Click on author's byline for bio and list of other works published by Pencil Stubs Online.

Cooking with Rod

Here we are, celebrating Independence Day again. This time of year the weather is normally HOT which makes it a bit difficult spending too much time outside. Still, you may hunger for hearty and healthy, satisfying meals. But, no grilling in this heat!

This meal takes you back in the cooled environment and is easy to prepare without an oven. (Whoever invented the electric skillet should wear a halo!)

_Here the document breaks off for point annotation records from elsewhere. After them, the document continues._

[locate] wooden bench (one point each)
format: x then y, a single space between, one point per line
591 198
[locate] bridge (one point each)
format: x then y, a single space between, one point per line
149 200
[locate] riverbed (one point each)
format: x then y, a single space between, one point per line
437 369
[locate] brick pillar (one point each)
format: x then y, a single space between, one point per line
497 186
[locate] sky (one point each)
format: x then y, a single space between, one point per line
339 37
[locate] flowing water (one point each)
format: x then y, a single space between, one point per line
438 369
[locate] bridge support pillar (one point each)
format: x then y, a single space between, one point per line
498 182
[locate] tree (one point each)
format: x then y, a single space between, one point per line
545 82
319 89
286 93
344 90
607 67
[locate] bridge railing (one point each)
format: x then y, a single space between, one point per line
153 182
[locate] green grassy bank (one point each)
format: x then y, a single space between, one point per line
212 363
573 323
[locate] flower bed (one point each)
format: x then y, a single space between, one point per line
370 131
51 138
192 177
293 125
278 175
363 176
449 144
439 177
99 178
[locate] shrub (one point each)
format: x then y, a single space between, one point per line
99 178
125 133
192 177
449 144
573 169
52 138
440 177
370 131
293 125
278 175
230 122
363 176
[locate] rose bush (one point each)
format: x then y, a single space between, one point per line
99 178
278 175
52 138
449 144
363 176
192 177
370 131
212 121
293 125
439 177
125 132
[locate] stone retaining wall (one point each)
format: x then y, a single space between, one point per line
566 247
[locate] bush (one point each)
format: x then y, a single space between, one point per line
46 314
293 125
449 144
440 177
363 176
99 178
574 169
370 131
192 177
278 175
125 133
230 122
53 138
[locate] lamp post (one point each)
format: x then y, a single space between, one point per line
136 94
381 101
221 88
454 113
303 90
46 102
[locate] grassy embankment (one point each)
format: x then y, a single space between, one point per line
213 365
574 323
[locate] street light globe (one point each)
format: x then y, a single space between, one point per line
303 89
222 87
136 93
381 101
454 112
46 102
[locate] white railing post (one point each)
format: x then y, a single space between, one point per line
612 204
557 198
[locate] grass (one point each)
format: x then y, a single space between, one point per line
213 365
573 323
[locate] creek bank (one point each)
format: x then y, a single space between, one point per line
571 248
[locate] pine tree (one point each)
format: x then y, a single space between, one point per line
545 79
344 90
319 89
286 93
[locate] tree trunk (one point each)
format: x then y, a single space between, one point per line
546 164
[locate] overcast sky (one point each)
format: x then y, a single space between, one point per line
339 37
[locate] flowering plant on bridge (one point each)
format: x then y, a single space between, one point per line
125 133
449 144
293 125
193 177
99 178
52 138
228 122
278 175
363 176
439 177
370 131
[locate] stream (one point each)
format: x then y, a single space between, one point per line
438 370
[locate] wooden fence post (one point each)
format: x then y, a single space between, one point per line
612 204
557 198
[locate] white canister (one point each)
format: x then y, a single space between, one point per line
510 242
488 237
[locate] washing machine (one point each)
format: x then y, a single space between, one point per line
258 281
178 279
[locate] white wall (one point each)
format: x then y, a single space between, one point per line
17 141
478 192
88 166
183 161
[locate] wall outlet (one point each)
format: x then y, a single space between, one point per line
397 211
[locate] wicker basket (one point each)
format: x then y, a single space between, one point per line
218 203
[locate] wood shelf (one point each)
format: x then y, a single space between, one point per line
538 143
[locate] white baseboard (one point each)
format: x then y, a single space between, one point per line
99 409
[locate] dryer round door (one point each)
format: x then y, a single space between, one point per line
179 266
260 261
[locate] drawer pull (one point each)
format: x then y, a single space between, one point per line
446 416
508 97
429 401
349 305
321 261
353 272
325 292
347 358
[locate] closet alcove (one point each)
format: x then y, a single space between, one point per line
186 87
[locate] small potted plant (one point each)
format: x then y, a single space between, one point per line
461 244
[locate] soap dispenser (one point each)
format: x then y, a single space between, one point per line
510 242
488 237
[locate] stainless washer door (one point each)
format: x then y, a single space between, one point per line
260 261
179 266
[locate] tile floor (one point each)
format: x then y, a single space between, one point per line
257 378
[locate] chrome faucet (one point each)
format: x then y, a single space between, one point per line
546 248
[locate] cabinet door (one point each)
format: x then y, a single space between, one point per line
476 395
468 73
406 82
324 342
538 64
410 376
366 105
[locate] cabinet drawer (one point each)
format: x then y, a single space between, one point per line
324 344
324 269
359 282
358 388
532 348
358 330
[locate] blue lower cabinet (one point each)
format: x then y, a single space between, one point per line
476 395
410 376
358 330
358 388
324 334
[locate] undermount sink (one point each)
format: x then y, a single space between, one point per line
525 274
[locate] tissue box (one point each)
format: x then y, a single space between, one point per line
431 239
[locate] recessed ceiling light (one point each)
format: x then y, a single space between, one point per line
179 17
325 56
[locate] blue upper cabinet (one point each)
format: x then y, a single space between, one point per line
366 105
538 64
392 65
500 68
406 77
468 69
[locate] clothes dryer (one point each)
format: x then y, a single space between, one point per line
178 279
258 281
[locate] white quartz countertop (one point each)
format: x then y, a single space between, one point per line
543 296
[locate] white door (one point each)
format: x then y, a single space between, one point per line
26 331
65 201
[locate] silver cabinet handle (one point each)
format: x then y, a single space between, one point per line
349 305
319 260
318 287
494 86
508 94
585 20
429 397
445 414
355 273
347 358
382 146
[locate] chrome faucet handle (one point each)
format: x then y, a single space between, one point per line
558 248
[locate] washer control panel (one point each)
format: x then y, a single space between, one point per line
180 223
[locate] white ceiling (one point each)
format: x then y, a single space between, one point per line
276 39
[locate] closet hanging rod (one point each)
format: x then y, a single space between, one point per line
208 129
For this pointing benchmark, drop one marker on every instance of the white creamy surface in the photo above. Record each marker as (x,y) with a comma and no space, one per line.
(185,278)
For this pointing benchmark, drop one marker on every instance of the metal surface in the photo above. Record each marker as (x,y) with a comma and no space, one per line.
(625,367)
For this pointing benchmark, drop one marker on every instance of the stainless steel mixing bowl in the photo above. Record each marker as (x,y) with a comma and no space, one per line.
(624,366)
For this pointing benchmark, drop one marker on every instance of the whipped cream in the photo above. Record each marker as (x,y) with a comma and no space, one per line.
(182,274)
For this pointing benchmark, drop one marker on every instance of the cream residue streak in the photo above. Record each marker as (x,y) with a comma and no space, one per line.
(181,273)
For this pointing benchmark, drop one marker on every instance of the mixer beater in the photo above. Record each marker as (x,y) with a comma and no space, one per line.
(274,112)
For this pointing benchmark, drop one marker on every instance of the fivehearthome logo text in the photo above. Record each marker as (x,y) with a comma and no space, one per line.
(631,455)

It has all the elements one needs for a 4th of July meal: great beef, some corn on the cob, mashed potatoes and gravy, and for dessert - WATERMELON! Best of all, you don't have to crack a sweat to deliver an outstanding meal. And, guess what? That perfect gravy requires no stirring, no worry about lumps, and is perfectly seasoned. Here's how you do it.

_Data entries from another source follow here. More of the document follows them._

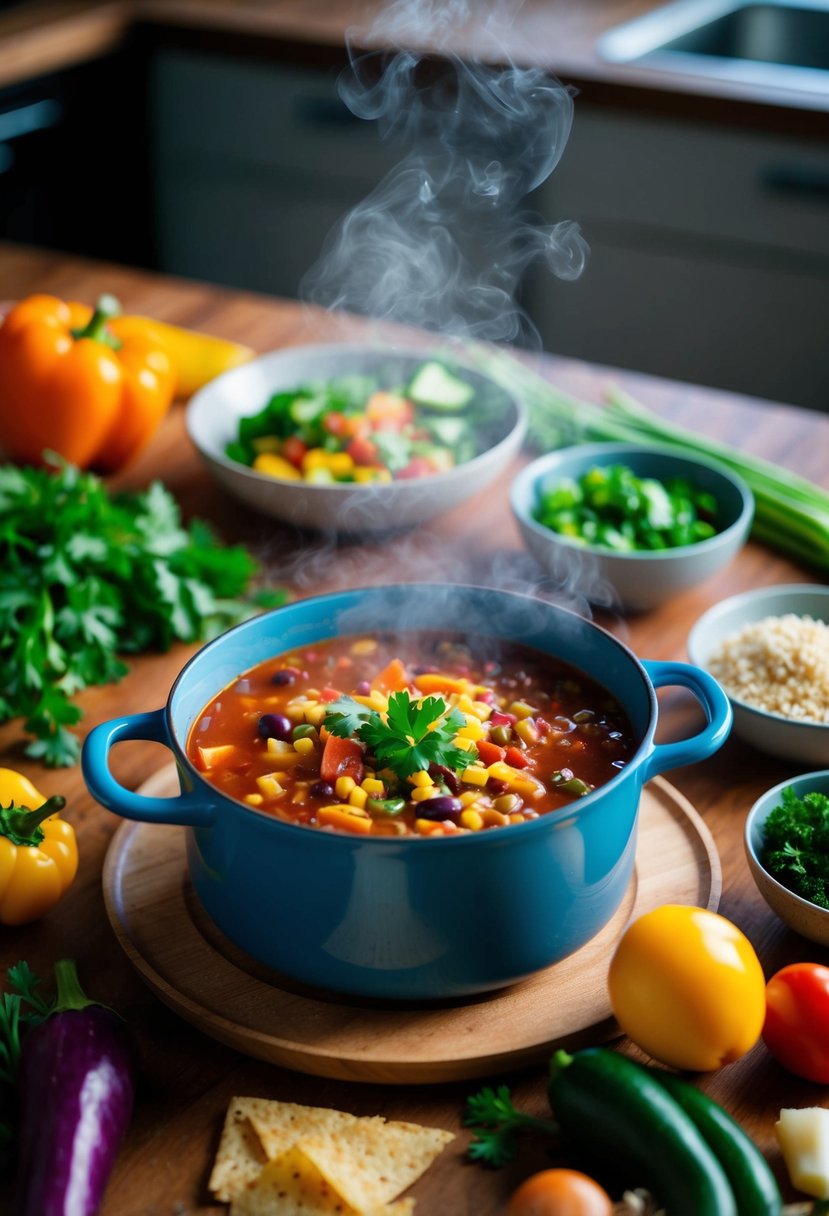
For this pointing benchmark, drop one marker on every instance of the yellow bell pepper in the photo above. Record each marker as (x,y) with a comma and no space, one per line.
(38,850)
(688,988)
(196,358)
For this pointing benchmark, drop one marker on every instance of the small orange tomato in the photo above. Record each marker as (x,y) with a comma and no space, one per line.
(559,1193)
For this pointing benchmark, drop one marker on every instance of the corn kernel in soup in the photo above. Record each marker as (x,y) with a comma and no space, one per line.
(411,735)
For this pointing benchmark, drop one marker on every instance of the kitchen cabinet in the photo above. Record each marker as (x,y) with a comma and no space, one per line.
(709,254)
(253,165)
(710,243)
(73,170)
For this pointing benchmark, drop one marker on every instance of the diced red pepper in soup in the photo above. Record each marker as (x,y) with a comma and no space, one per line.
(418,733)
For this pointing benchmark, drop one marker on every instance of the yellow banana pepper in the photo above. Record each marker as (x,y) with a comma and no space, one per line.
(196,358)
(38,850)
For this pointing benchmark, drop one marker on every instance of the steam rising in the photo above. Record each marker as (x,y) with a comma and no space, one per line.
(441,243)
(444,240)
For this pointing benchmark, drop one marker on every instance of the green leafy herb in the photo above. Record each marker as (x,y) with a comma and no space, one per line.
(411,736)
(795,846)
(86,576)
(21,1007)
(497,1122)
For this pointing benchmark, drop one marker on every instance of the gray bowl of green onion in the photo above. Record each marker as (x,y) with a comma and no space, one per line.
(630,525)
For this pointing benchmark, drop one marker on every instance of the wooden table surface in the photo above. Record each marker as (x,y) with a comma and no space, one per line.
(186,1077)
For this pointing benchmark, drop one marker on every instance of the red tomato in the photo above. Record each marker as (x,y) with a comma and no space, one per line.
(342,758)
(388,411)
(559,1193)
(336,423)
(362,451)
(293,449)
(796,1028)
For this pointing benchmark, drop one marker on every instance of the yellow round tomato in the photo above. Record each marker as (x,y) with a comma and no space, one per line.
(687,986)
(559,1193)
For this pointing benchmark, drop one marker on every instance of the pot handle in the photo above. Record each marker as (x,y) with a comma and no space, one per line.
(187,809)
(717,711)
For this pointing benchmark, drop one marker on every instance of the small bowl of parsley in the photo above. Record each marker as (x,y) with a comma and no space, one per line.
(787,844)
(630,524)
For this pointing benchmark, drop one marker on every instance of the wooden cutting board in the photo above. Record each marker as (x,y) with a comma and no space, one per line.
(206,979)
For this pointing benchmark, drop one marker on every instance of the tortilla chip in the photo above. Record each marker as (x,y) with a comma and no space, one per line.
(240,1157)
(372,1161)
(277,1158)
(292,1183)
(278,1125)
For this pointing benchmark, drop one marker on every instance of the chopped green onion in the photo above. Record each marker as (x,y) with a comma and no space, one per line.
(791,513)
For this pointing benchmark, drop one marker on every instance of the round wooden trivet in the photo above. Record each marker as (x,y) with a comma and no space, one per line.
(206,979)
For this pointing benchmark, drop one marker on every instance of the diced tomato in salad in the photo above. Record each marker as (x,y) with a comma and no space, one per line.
(367,427)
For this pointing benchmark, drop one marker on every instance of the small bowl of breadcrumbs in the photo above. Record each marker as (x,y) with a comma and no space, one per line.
(770,651)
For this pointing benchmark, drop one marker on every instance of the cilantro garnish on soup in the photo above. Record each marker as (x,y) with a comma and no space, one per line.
(415,733)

                                                                          Bon appetit!

Savory Chopped Steak and Gravy

Serves 6 - 8:

  • 4 lbs ground sirloin (ground round or 93% lean ground beef) 
  • 1 lg. can Cream of Chicken Soup 
  • 1 sm can French Onion soup 
  • 1 sm can milk (just use the onion soup can to measure)
  • 2 Tbsp. Ground black pepper (or to taste) 
  • 2 Tbsp. Original Mrs. Dash (or to taste) 
  • 1 tsp. Garlic powder (or to taste) 
  • 1/4 cup Minced onions 


Press entire package of meat into large electric skillet. Season top side, using half of all listed, except minced onions. Brown thoroughly. Using standard spatula, cut meat into serving portions before turning. Season flip side with remaining spices, reserving minced onions.

 Whisk together Cream of Chicken soup, French Onion soup, milk, and minced onions.

Pour gravy mixture evenly over meat. Cover, bring to a boil, then lower heat to simmer. Allow to simmer about 25 minutes.

Delicious served over mashed potatoes or rice or noodles.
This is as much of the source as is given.